Our typical moral paradigm has been breached, hence bespeaking, perhaps, some inherent flaws therein. Jenkins, throughout the Third Eye Blind saga, has thrown shade at various seemingly unimpeachable entities, such as London, such as a romantic relationship with a rich, hot girl, and, sometimes, such even as existence itself (“Semi-Charmed Life”). Still, you would think, the elephant in the room had to be his askance view of the world of capitalism and the job front. Jenkins seemed preternaturally deterred from this realm, apparent from his willingness to, even after college, and even after being valedictorian, be a “starving rapper wannabe,” as SF Gate so tersely put it. This would of course make the diction in “Graduate” quite ironic, but given all of the counter-intuitive nuances we’ve encountered throughout this story, did you really expect anything else but to gain more questions than answers?

I put this work together, anyway, this series of semi-arbitrary, folklore-and-youth-infused essays as these alt-rock demigods, because I want to still enjoy them, in light of all the lurid back-story details, and I want for the whole world to still be able to enjoy them. If ignorance is bliss, then we might have a problem on our hands, here, with these guys. 

So short of saying, ya know, “Music sucks,” or “Life sucks,” or some other hasty, puerile induction, we might simply conclude that life, particularly in modern times, has the potential to be laced with a significant amount of phenomenological convolutions, things which would necessitate taking the good with the bad. This would make sense, already, I guess, with the basic knowledge that most meals in part require the killing of a live animal, for establishment. 

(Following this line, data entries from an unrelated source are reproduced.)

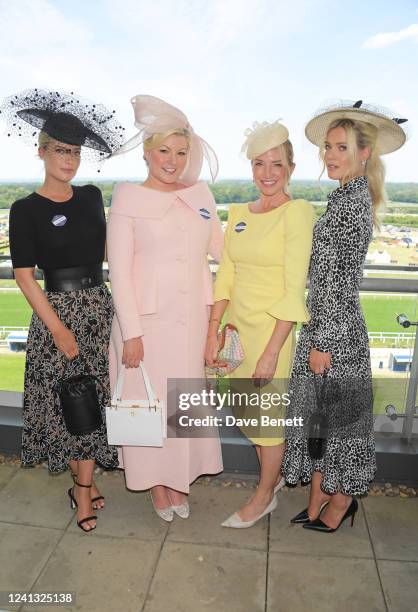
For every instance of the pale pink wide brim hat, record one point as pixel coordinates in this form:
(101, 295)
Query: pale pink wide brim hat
(154, 116)
(391, 134)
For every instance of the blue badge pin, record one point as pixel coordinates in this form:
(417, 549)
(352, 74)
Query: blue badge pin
(59, 220)
(240, 227)
(204, 213)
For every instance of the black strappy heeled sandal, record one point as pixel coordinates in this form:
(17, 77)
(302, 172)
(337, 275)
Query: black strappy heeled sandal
(94, 499)
(74, 505)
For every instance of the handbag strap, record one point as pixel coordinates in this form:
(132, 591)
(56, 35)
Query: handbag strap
(148, 387)
(321, 393)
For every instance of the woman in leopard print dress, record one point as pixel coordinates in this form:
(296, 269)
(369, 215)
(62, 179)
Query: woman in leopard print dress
(332, 361)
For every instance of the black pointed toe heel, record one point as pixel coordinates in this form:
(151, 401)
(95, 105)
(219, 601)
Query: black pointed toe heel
(303, 517)
(94, 499)
(74, 504)
(318, 525)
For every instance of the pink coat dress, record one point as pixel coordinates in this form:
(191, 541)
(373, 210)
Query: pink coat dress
(158, 244)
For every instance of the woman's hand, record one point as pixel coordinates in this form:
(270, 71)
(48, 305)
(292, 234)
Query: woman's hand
(211, 350)
(265, 368)
(318, 361)
(65, 342)
(133, 352)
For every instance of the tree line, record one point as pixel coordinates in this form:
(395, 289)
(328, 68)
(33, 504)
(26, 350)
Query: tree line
(230, 191)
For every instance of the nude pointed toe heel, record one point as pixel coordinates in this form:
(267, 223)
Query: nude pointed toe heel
(235, 522)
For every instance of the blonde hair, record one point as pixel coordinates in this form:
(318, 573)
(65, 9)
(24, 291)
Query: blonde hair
(286, 148)
(157, 139)
(359, 136)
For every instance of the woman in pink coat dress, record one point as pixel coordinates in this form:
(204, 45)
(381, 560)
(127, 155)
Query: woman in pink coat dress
(159, 237)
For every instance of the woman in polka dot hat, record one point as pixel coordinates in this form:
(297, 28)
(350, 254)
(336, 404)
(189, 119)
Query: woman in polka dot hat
(61, 228)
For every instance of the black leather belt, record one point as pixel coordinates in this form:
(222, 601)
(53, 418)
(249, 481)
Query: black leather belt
(73, 279)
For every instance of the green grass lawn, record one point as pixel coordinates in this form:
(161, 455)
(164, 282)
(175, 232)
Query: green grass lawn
(380, 310)
(14, 309)
(11, 371)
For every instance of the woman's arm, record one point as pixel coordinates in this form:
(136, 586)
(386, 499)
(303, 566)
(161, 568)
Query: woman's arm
(212, 345)
(120, 251)
(63, 338)
(291, 307)
(222, 293)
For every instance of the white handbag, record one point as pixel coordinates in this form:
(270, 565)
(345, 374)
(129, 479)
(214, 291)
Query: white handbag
(136, 422)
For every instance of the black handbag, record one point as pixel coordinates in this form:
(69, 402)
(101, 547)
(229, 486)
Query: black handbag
(318, 425)
(80, 403)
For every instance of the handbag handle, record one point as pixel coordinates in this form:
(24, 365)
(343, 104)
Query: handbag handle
(148, 387)
(320, 395)
(223, 334)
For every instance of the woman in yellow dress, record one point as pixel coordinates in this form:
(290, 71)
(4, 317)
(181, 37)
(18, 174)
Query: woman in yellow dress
(261, 284)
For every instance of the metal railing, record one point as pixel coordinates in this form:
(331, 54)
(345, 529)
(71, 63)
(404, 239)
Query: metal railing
(373, 285)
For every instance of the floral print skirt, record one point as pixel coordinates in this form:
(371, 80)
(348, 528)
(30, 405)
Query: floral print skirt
(88, 313)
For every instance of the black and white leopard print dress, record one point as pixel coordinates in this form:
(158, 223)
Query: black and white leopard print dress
(341, 239)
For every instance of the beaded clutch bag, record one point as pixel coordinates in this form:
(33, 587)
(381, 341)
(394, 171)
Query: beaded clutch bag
(231, 353)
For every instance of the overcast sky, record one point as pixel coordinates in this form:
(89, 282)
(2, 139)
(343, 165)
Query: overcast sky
(225, 63)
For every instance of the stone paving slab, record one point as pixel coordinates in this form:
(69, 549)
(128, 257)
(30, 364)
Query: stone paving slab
(24, 550)
(209, 507)
(393, 524)
(202, 578)
(285, 537)
(107, 574)
(305, 583)
(34, 497)
(127, 513)
(400, 584)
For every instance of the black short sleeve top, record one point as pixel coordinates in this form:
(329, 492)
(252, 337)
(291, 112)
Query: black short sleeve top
(54, 235)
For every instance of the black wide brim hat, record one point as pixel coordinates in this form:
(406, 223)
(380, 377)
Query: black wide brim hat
(65, 117)
(391, 134)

My economics teacher in high school had this phrase he loved to repeat: “There’s no such thing as a free lunch.” The quest for larger meaning latent in something like ubiquitous, magnanimously popular radio rock music is only natural. Does that mean we demand purity? And what is the malady if Third Eye Blind’s music can be taken as morally paradigmatic? Maybe it’s that the everyday lives of all of us are already so fundamentally flawed, involving, as they do, the somewhat superficial and arbitrary exchange of time for money, that the antidotes we seek to absolve our psyches should entail some sort of idealization of an expedited path to success. Hip-hop is borne, in part, from verbal “battles,” and MTV, you might say, with its regular showcasing of people in swim wear at “summer vacation,” would as well serve as semantics against “guilelessness” and “purity” as legitimate progenitors of bona fide alternative rock music.